Le PJD à l’épreuve du pouvoir : les limites pratiques d’un exercice fortement contraint…

2 février 2013
« Je ne suis seulement qu’un 1er Ministre. Celui qui exerce la véritable responsabilité de l’État, sa conduite et sa pérennité devant Dieu et les gens, c’est sa Majesté le roi. »

Introduction

En acceptant de se rallier au Palais et de participer à un gouvernement de coalition sans s’être assuré de toutes les garanties constitutionnelles préalables à l’autonomie de l’action publique, le parti de la justice et du développement prend deux risques majeurs, que les développements récents confirment peu ou prou : d’une part, se discréditer aux yeux de segments importants de la société marocaine méfiante à l’égard de sa classe politique, en apparaissant, à tort ou à raison, comme la cheville ouvrière d’une monarchie autoritaire ou « exécutive », qui n’a toujours pas renoncé à intervenir massivement dans la vie politico-économique du pays ; et d’autre part, le parti islamiste court le risque, à l’interne, de susciter des tensions et des clivages, en raison d’échecs, y compris en matière de mesures symboliques telles que la prohibition de la publicité en faveur des jeux de hasard et de l’alcool. Ce sont alors et les salafistes politisés(à l’image du « Mouvement salafi marocain pour la réforme ») ou non, et le mouvement de feu cheikh Abdesalam Yacine qui pourraient profiter d’une potentielle fragilisation du PJD.

Un bref rappel des faits depuis décembre 2010

Après la révolution tunisienne et les révoltes sociales du monde arabe, entamées en décembre 2010 en Tunisie, la monarchie marocaine a craint que l’effet de souffle du printemps des peuples ne fasse des émules sur son propre territoire. Et que, à cette occasion, les fonts baptismaux du système politique et ses règles du jeu, construits patiemment depuis l’indépendance (1956), tantôt dans le consensus tantôt dans la violence d’État, ne vacillent, avec le risque pendant de menacer, le cas échéant, sinon la pérennité du régime, du moins l’ordre public. C’est ce qui a fondamentalement conduit, sur initiative unilatérale du roi et de ses plus proches conseillers, à l’annonce d’une réforme constitutionnelle, le 9 mars 2011, d’abord saluée par une majorité de partis politiques nationaux, au premier rang desquels le PJD, et, approuvée ensuite, par référendum, à près de 98% des voix, le 1er juillet de la même année.

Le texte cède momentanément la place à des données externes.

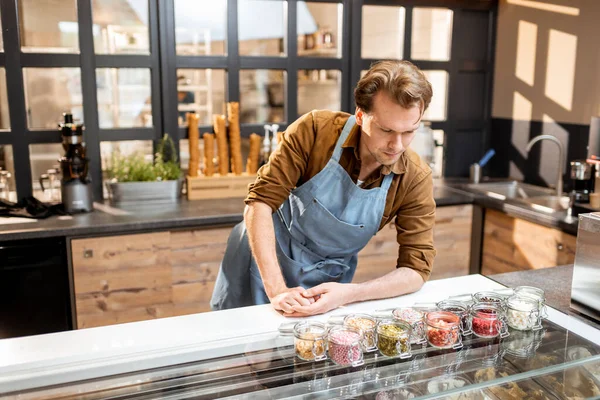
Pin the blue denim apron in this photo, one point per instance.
(320, 229)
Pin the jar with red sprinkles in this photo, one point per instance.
(443, 330)
(461, 310)
(344, 346)
(488, 320)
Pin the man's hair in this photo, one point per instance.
(406, 84)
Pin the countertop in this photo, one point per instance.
(119, 219)
(556, 283)
(142, 217)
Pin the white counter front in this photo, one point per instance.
(43, 360)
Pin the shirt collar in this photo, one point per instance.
(353, 140)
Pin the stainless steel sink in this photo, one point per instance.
(538, 198)
(510, 190)
(549, 203)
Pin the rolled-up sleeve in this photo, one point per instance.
(287, 164)
(414, 225)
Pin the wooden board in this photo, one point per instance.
(218, 186)
(130, 278)
(512, 244)
(452, 240)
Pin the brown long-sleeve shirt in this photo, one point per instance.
(306, 148)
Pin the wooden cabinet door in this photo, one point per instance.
(137, 277)
(451, 237)
(512, 244)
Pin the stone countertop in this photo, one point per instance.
(143, 217)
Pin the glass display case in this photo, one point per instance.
(550, 363)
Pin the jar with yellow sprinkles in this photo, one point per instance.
(366, 324)
(393, 338)
(310, 341)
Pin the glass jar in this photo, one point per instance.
(523, 313)
(443, 330)
(416, 319)
(344, 345)
(461, 310)
(489, 297)
(367, 325)
(488, 320)
(393, 338)
(309, 341)
(523, 344)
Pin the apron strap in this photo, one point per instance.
(337, 151)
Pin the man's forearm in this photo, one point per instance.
(396, 283)
(261, 235)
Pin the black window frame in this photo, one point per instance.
(163, 63)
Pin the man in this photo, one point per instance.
(335, 181)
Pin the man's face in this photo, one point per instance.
(388, 129)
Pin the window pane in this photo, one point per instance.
(201, 27)
(437, 107)
(122, 148)
(1, 39)
(44, 159)
(382, 32)
(49, 26)
(262, 95)
(438, 153)
(264, 35)
(4, 114)
(319, 89)
(49, 92)
(201, 91)
(319, 29)
(7, 163)
(124, 97)
(431, 34)
(121, 26)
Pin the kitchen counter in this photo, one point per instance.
(140, 217)
(199, 355)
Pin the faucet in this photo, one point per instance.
(561, 160)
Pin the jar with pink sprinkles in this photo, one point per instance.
(344, 346)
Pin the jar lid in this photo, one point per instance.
(393, 328)
(310, 330)
(442, 319)
(360, 321)
(488, 297)
(522, 303)
(490, 311)
(344, 335)
(531, 291)
(408, 314)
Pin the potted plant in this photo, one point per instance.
(133, 178)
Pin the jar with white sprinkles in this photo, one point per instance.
(523, 313)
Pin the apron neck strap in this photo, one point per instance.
(337, 151)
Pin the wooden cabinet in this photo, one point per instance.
(144, 276)
(451, 237)
(512, 244)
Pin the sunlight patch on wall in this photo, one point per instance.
(538, 5)
(526, 46)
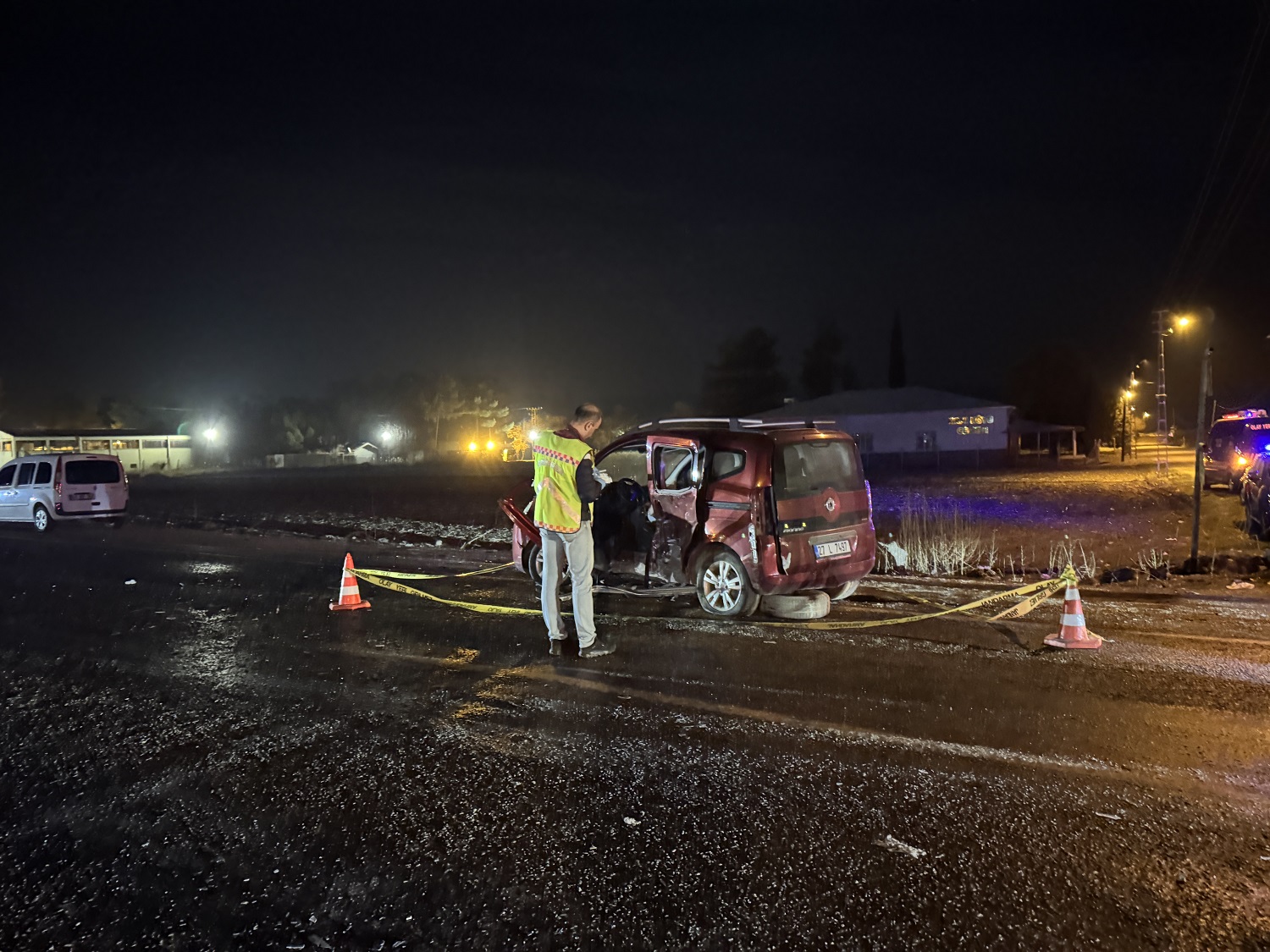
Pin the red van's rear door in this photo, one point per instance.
(676, 476)
(822, 503)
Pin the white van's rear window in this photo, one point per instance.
(80, 472)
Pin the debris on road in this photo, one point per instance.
(897, 845)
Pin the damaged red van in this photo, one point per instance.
(732, 510)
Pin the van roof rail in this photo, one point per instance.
(736, 423)
(733, 423)
(790, 424)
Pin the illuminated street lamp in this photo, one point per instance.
(1166, 322)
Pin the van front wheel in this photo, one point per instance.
(723, 588)
(41, 518)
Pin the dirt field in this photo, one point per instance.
(1008, 523)
(401, 504)
(1102, 518)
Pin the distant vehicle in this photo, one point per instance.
(732, 510)
(1231, 444)
(1255, 493)
(52, 487)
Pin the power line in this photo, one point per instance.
(1219, 150)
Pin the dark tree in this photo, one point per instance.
(820, 362)
(746, 378)
(897, 375)
(848, 376)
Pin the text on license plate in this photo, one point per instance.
(828, 550)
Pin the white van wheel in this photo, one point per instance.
(802, 606)
(41, 518)
(843, 592)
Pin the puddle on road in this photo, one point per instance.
(207, 649)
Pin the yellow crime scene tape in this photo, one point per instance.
(1031, 596)
(385, 574)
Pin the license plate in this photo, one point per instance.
(830, 550)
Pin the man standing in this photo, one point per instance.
(566, 485)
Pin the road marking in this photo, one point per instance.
(860, 734)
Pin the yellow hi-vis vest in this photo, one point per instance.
(556, 504)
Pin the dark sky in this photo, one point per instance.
(582, 201)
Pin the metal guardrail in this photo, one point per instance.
(736, 423)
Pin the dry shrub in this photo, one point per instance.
(939, 538)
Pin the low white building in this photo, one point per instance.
(914, 426)
(139, 452)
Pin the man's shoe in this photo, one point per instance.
(597, 649)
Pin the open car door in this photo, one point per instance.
(675, 476)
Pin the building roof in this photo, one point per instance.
(861, 403)
(47, 432)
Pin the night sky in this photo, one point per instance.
(582, 201)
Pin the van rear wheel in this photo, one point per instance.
(41, 518)
(723, 588)
(842, 592)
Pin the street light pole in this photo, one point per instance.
(1124, 413)
(1208, 317)
(1161, 398)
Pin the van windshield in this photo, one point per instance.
(81, 472)
(809, 469)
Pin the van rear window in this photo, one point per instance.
(809, 469)
(81, 472)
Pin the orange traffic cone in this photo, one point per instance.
(1074, 632)
(350, 596)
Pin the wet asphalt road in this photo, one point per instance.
(210, 759)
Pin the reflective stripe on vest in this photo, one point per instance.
(556, 504)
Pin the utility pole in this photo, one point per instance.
(1206, 366)
(1124, 414)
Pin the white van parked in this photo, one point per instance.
(47, 487)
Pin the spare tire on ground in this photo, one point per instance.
(802, 606)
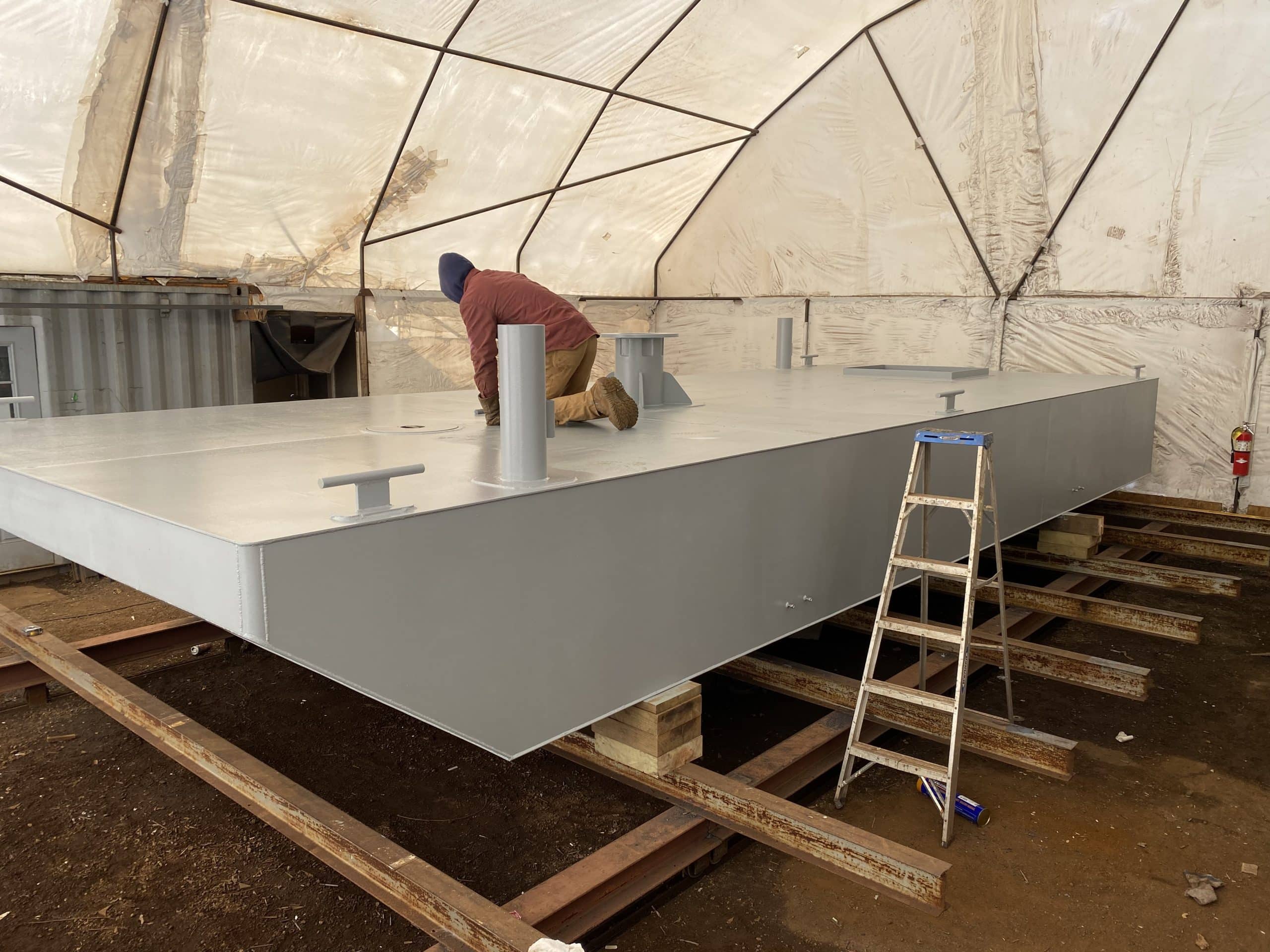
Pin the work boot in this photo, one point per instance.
(615, 403)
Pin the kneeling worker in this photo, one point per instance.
(487, 298)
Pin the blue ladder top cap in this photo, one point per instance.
(958, 438)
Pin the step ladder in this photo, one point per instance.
(948, 636)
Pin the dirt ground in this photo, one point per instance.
(107, 844)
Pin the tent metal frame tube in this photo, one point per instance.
(132, 137)
(405, 137)
(1089, 167)
(595, 122)
(550, 191)
(762, 122)
(935, 168)
(477, 58)
(65, 207)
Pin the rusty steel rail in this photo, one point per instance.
(985, 734)
(1100, 611)
(622, 874)
(1180, 516)
(893, 869)
(1151, 574)
(1128, 681)
(404, 883)
(1193, 546)
(130, 645)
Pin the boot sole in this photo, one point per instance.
(623, 411)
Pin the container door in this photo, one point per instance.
(18, 377)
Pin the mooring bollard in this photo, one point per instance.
(784, 343)
(521, 388)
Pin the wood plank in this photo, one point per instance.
(413, 889)
(1203, 518)
(1079, 524)
(1070, 538)
(1115, 615)
(671, 697)
(1175, 502)
(1062, 549)
(1101, 674)
(644, 720)
(983, 734)
(1193, 546)
(1164, 577)
(656, 743)
(657, 765)
(892, 869)
(119, 647)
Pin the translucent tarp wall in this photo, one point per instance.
(910, 186)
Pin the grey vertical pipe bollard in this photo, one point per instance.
(784, 343)
(522, 388)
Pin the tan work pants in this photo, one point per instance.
(568, 376)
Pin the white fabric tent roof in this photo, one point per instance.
(261, 144)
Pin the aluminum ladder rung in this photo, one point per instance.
(948, 634)
(924, 699)
(940, 502)
(901, 762)
(956, 570)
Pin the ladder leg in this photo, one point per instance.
(926, 578)
(897, 543)
(963, 664)
(1001, 590)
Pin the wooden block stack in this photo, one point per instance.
(657, 735)
(1075, 535)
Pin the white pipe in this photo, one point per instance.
(521, 394)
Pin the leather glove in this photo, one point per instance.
(491, 407)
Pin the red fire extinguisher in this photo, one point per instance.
(1241, 448)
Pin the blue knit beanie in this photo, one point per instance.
(454, 272)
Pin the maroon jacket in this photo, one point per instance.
(506, 298)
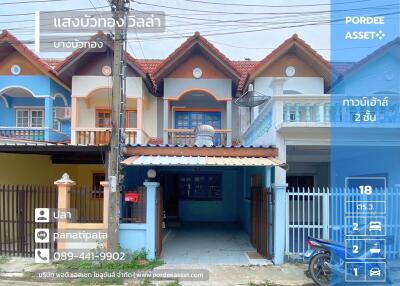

Pourtant, loin de répondre aux attentes du mouvement social du 20 février [1] , qui souhaitait pour sa part un meilleur rééquilibrage des pouvoirs entre le roi, chef d’État non élu, qui concentre de nombreux pouvoirs en sa qualité de monarque, et les instances élues de la nation (parlement et gouvernement), la nouvelle constitution ratifiée à l’issue de cette consultation populaire, avec un taux de participation avantageux pour le régime (72%), a permis au Palais, d’un côté, de marginaliser le mouvement en question, et de l’autre, de relégitimer le roi, consacrant, fort opportunément, une option dite « réformiste ». D’ailleurs, en plus que d’être un succès à l’interne, cette réforme a été, de surcroît, largement saluée à l’étranger par un nombre important de chancelleries occidentales. Il est donc permis de dire que la monarchie est sorti renforcée d’un processus constitutionnel et consultatif à la fois habile et maîtrisé.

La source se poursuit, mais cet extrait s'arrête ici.